Banks confirmed the offers to TRD.
“REBNY offered a voluntary incentive program with enhanced severance benefits to employees,” he wrote in an email. “Several employees have accepted the voluntary incentive package.”
The buyouts were only offered to all employees who have been with REBNY one year or longer — a standard practice with such offers — including top staffers like executive vice president and chief lobbyist Jim Whelan. At least two vice presidents, head of research Michael Slattery and City Hall point-person John Doyle, declined the offers, TRD confirmed.
TRD was also able to confirm that Gladys Roman, who worked at REBNY for almost 23 years — as a senior executive assistant first to Spinola and then under Banks — was among the employees who would be leaving.
As of September, REBNY had a staff of 49, including a group of half-a-dozen vice presidents who ran divisions ranging from brokerage services to government affairs.
When Banks left his job as chief lobbyist for Consolidated Edison in 2015, he left REBNY’s staff intact. In fact, the number of employees has grown recently as the group added new hires to launch its Residential Listings Service.
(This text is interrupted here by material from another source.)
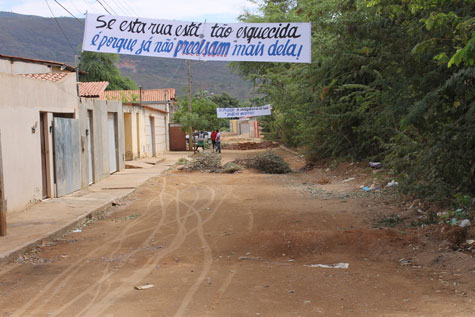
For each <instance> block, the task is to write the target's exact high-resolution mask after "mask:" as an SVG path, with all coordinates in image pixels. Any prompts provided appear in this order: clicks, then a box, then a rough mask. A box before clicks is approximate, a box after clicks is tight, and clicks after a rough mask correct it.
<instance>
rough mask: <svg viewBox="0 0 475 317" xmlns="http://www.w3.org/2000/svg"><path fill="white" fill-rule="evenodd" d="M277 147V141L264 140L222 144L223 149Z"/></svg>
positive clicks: (259, 148)
mask: <svg viewBox="0 0 475 317" xmlns="http://www.w3.org/2000/svg"><path fill="white" fill-rule="evenodd" d="M276 147H279V143H277V142H272V141H264V142H242V143H232V144H229V143H227V144H224V145H223V149H226V150H241V151H245V150H260V149H272V148H276Z"/></svg>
REBNY’s most recently available tax filings show salaries grew just over 13 percent to $6.5 million in 2015 from the previous year. And revenues from dues grew 10 percent to $13.45 million.
Net operating income, however, dropped off by roughly 4 percent to $302,773, mostly due to the fact that the previous year’s revenues had been boosted by a $1 million contract REBNY recorded with an affiliate it oversees, Taxpayers for an Affordable New York.
Leadership at the group is set to change next year. Rudin Management CEO Bill Rudin will step in as chairman, succeeding Tishman Speyer’s Rob Speyer after his two-term tenure.